Let $F$ be the intersection of $BE$ and $AC$ , and extend $CD$ and $BE$ to meet at $G$ .

Since the trapezoid is a combination of three unit equilateral triangles, $AC = 2 \cdot \frac{\sqrt{3}}{2} = \sqrt{3}$ , and since $AC^2 + BC^2 = AB^2$ , by the converse of the Pythagorean Theorem $\angle ACB$ is a right triangle.

Let $k = CF$ . Then $AF = AC - CF = \sqrt{3} - k$ , and by the Pythagorean Theorem, $BF = \sqrt{CF^2 + BC^2} = \sqrt{k^2 + 1}$ .

The area of $\triangle AFB$ is $A_{\triangle AFB} = \frac{1}{2} \cdot AF \cdot BC = \frac{1}{2} \cdot (\sqrt{3} - k) \cdot 1 = \frac{1}{2}(\sqrt{3} - k)$ , and the perimeter of $\triangle AFB$ is $P_{\triangle AFB} = AF + BF + AB = \sqrt{3} - k + \sqrt{k^2 + 1} + 2$ .

The congruent inradii of $\triangle BFC$ and $\triangle AFB$ is $R = \frac{1}{2}(CF + BC - BF) = \cfrac{2A_{\triangle AFB}}{P_{\triangle AFB}}$ , or $R = \frac{1}{2}(k + 1 - \sqrt{k^2 + 1}) = \cfrac{\sqrt{3} - k}{\sqrt{3} - k + \sqrt{k^2 + 1} + 2}$ , which solves to $k = \frac{\sqrt{2}}{2}$ and $R = \frac{1}{4}(2 + \sqrt{2} - \sqrt{6})$ .

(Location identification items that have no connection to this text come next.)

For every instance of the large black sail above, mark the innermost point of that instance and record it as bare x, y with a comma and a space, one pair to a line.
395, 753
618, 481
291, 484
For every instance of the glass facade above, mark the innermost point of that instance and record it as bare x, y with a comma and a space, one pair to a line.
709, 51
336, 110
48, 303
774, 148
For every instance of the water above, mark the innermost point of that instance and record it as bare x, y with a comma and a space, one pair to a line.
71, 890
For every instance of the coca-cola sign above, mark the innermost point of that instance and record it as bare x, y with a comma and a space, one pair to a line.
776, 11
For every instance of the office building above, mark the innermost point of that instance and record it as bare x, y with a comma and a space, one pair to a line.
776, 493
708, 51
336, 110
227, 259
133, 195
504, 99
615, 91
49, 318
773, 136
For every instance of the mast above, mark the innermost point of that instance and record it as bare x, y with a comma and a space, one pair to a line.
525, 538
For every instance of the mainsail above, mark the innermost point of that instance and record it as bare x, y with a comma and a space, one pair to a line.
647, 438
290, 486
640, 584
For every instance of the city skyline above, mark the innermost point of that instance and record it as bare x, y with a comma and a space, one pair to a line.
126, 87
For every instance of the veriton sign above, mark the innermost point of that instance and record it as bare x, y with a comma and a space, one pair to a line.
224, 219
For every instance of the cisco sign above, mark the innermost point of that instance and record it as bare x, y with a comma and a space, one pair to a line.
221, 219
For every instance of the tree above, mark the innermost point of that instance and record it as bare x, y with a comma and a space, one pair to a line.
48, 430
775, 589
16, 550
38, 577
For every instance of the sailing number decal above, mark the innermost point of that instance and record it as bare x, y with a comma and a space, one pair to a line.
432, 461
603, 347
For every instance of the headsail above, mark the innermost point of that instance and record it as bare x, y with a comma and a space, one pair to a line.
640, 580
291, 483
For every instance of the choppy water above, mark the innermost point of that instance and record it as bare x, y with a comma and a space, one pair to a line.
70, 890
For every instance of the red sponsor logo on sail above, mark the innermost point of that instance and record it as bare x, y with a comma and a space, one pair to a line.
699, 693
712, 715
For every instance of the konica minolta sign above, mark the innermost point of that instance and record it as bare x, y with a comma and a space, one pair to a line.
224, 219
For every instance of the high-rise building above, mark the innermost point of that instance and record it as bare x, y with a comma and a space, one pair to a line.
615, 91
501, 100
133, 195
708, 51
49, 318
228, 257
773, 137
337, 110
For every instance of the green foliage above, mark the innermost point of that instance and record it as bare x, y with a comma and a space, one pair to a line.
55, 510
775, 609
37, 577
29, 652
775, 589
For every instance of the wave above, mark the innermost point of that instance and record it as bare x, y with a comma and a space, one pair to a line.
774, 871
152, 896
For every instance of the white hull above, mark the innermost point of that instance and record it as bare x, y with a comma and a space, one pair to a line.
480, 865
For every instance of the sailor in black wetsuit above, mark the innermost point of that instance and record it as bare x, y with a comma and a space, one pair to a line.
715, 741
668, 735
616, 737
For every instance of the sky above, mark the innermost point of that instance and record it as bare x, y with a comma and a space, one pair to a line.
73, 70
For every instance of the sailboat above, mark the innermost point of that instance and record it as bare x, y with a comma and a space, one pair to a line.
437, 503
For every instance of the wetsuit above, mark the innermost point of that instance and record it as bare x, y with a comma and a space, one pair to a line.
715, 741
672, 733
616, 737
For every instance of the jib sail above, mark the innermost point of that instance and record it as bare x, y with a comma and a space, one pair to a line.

By alternate interior angles of parallel segments $CG$ and $AB$ , $\angle GCA = \angle FBA$ and $\angle CGB = \angle ABG$ , so $\triangle CFG \sim \triangle AFB$ by AA similarity, which means $\cfrac{r}{R} = \cfrac{CF}{AF}$ , or $\cfrac{r}{\frac{1}{4}(2 + \sqrt{2} - \sqrt{6})} = \cfrac{\frac{\sqrt{2}}{2}}{3 - \frac{\sqrt{2}}{2}}$ , which solves to $r = \cfrac{-2 + \sqrt{3} + \sqrt{2 + \sqrt{3}}}{10}$ .

Therefore, $a = 2$ , $b = 3$ , $c = 10$ , and $a + b + c = \boxed{15}$ .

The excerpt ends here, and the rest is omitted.